The film, which was shot with a minuscule budget of $A1.6 million, won the Caméra d’Or at Cannes and is Australia’s official nomination in the Oscars’ Best Foreign Language Film category.
But for Warwick, the small budget and documentary style cinematography make something “real” for audiences who have learned about Aboriginal culture only from five o’clock news and the romantic stereotypes of mainstream film and Qantas commercials.
“You know, Australia hasn’t seen a film like this before,” and it is a version of the Aboriginal story that is long overdue, he says.
“I could have released it five years ago. I could have released it 10 years ago. The sad fact is that I could probably release it in 10 years’ time and the issues and the story behind would probably be the same,” he says.
When asked why he chose the biblical story of Samson and Delilah to underpin those issues, Warwick says he could not have made a movie about the communities without religion.

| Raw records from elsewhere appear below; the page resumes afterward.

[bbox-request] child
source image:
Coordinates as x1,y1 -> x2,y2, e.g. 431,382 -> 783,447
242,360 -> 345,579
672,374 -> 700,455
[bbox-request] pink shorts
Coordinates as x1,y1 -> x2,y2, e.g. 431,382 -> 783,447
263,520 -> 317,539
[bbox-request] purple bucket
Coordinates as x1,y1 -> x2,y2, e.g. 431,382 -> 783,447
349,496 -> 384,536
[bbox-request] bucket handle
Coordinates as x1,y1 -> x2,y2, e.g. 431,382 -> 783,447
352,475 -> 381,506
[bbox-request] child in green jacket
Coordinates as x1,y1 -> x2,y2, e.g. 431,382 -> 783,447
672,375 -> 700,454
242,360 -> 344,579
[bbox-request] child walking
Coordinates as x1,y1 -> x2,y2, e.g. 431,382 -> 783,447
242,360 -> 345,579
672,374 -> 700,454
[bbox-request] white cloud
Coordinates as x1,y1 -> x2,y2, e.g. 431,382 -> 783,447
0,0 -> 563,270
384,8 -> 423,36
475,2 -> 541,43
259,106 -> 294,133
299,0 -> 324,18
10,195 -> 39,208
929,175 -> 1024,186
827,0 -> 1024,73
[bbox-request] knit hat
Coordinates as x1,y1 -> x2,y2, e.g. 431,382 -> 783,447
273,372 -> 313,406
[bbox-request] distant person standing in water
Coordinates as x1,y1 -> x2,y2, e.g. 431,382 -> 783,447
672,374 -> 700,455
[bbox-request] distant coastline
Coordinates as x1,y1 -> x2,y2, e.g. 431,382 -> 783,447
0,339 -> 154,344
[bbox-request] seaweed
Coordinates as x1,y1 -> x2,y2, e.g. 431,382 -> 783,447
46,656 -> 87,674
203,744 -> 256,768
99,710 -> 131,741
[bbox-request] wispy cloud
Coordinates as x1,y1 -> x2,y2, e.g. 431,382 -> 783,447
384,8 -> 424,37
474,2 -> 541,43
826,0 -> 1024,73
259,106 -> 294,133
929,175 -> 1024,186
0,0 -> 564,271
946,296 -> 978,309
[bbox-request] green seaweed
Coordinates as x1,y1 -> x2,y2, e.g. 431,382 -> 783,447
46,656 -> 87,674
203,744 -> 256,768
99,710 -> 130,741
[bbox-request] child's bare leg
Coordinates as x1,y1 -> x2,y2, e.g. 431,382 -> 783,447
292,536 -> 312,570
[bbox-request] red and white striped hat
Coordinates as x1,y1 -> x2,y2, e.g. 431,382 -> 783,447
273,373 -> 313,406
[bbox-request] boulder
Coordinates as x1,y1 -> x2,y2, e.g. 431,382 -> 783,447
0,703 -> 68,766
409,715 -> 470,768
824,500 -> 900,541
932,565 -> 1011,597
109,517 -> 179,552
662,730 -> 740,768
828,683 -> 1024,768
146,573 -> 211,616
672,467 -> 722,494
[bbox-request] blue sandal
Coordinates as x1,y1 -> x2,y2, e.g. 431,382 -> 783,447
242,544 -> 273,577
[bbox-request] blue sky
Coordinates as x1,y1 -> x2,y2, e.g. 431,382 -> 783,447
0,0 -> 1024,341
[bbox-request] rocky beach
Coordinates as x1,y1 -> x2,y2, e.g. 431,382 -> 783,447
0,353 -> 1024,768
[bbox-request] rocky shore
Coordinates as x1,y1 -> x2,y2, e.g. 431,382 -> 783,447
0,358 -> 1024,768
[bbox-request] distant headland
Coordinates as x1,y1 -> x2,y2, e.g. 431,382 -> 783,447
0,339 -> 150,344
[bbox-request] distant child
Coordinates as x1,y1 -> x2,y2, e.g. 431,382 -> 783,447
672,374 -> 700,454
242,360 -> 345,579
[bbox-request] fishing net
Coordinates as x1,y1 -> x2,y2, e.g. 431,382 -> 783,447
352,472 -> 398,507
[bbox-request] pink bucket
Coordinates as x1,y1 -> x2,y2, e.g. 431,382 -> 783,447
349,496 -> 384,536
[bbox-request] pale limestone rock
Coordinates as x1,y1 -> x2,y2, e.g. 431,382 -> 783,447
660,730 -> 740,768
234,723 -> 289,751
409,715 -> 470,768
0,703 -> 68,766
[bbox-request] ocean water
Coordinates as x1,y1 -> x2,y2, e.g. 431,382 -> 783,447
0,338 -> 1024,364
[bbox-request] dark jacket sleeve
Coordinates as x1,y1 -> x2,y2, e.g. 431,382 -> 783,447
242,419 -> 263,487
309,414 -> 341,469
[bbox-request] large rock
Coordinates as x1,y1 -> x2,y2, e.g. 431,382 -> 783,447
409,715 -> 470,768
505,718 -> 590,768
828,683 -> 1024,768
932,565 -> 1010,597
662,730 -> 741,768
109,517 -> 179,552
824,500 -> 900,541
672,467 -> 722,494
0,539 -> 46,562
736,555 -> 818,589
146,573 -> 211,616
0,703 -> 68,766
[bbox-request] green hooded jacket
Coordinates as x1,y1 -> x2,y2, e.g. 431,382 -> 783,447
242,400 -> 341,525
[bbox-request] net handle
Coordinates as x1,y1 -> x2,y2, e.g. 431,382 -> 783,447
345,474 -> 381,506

Like its biblical namesake, Warwick’s Samson and Delilah delivers its message by exploring the power roles men and women play in each other’s lives.

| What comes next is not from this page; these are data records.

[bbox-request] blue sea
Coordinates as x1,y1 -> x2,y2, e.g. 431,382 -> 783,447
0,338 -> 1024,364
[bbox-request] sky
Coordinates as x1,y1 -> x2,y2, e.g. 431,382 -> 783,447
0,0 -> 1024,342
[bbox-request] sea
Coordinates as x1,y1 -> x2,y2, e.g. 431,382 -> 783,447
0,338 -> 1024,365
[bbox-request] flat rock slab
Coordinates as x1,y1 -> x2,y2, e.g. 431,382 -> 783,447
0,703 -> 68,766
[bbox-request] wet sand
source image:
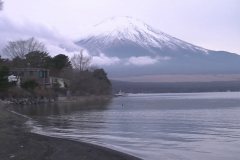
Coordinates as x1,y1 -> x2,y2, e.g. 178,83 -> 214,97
0,104 -> 142,160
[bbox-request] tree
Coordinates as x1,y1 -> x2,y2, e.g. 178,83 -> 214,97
0,0 -> 3,11
3,37 -> 46,59
0,66 -> 9,95
71,50 -> 92,71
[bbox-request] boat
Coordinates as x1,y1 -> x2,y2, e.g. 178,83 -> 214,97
114,90 -> 127,97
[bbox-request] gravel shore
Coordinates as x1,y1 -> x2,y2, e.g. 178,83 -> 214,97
0,104 -> 142,160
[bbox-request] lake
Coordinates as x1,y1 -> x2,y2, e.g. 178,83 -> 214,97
11,92 -> 240,160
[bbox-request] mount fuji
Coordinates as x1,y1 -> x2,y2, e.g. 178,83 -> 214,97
75,17 -> 240,78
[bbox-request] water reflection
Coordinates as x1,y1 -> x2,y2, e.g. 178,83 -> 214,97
9,92 -> 240,160
12,99 -> 111,117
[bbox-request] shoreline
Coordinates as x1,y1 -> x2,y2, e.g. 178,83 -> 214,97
0,100 -> 140,160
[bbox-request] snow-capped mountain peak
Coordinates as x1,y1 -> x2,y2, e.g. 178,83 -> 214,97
76,17 -> 207,53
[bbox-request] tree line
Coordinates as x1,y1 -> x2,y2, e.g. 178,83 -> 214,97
0,37 -> 111,95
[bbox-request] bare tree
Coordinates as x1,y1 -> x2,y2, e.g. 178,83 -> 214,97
3,37 -> 47,59
0,0 -> 3,11
71,50 -> 92,71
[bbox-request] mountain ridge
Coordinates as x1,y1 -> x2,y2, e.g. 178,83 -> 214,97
72,17 -> 240,78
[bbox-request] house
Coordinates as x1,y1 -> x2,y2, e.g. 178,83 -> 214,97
50,77 -> 69,88
7,75 -> 21,86
10,68 -> 50,85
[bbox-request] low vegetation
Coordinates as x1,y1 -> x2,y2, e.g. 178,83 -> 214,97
0,38 -> 112,99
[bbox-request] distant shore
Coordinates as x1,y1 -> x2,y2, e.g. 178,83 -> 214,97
0,96 -> 142,160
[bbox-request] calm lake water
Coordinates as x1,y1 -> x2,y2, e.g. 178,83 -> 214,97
12,92 -> 240,160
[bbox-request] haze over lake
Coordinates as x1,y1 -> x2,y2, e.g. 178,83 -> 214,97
12,92 -> 240,160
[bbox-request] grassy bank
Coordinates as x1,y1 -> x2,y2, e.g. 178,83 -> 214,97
0,98 -> 142,160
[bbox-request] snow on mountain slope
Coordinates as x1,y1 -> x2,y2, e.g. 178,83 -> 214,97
76,17 -> 208,54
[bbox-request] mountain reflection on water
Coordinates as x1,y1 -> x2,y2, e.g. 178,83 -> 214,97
11,92 -> 240,160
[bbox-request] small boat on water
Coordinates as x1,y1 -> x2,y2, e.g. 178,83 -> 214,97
114,90 -> 127,97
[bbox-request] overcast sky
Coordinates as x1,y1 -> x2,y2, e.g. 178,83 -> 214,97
0,0 -> 240,59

“The film is a homage to women, because in our communities a lot of the strength is from the women,” he says.
Delilah is “empowered” to take on the traditionally male role of hunting when Samson finally succumbs to his addiction, and her return to faith at end of the film is less about God and more about strength and survival.
Unlike the original story, however, it is not Delilah but Samson -Warwick’s Aboriginal “everyman” – who cuts off his hair and gives up his masculine power.

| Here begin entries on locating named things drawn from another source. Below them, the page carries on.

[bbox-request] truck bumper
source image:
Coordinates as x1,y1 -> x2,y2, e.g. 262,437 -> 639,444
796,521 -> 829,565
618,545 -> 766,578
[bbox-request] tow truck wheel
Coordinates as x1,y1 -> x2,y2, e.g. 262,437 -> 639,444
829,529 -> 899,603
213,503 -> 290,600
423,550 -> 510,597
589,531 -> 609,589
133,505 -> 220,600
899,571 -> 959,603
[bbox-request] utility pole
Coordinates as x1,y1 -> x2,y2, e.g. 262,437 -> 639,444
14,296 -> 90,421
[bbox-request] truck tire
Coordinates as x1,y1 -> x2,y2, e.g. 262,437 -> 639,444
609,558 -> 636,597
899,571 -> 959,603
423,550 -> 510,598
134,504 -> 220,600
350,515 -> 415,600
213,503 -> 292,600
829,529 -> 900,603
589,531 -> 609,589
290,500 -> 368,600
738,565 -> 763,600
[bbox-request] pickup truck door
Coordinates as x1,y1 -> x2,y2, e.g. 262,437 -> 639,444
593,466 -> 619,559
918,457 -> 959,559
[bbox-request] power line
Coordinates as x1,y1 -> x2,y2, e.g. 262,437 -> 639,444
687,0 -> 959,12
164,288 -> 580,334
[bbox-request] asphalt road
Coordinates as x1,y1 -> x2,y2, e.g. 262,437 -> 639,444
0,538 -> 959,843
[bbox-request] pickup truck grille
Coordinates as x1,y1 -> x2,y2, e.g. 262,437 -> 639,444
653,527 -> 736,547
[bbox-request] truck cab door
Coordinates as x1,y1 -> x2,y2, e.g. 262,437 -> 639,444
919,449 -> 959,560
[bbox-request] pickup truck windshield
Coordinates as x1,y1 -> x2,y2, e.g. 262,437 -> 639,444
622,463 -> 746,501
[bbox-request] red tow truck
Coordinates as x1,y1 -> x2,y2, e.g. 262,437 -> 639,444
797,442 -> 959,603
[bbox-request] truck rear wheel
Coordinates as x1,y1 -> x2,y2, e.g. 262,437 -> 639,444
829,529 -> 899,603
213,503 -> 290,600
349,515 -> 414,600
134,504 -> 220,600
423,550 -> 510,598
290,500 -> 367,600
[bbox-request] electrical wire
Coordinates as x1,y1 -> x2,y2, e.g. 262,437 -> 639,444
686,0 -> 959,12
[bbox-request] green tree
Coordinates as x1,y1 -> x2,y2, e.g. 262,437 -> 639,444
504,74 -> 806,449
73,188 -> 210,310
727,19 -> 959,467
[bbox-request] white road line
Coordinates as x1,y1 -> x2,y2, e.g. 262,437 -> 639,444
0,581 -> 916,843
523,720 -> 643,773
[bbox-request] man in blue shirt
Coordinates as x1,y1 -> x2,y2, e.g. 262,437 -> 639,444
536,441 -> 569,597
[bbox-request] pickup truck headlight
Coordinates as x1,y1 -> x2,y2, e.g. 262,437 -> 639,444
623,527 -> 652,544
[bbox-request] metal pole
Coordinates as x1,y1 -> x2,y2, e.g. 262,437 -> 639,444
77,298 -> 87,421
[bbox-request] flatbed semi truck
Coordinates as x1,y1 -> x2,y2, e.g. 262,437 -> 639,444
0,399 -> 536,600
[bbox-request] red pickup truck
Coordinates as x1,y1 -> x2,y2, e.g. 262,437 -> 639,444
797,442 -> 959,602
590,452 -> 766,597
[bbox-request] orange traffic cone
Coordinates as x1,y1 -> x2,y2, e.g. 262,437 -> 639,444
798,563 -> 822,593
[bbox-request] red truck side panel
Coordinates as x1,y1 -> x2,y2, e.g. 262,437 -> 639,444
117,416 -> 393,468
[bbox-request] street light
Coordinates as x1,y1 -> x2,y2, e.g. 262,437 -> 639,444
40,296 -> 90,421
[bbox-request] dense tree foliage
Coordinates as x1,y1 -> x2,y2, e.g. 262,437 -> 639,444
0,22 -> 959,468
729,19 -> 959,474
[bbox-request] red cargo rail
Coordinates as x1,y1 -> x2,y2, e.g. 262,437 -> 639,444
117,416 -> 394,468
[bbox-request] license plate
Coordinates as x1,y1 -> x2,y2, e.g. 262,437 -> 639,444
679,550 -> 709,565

“I put those scenes in for my own community to say ‘look at this. It’s supposed to be all this manly lore and culture and half of you are completely blimmin’ useless and the women are doing all the work’,” he says.
Warwick, who has plans to create scholarships and writing schemes for rural Aboriginal children, believes there is no point in making a movie unless it is going to do something for society.
“It is my community and I shine a really hard light on it and our people, but I believe you need to air out those sorts of festering sores so they can get better.
“If you hide it and close it all up, you might have to amputate the whole limb in a sense.”
Samson and Delilah opened last week at The Penthouse in Brooklyn and The Lighthouse Cinema, Petone.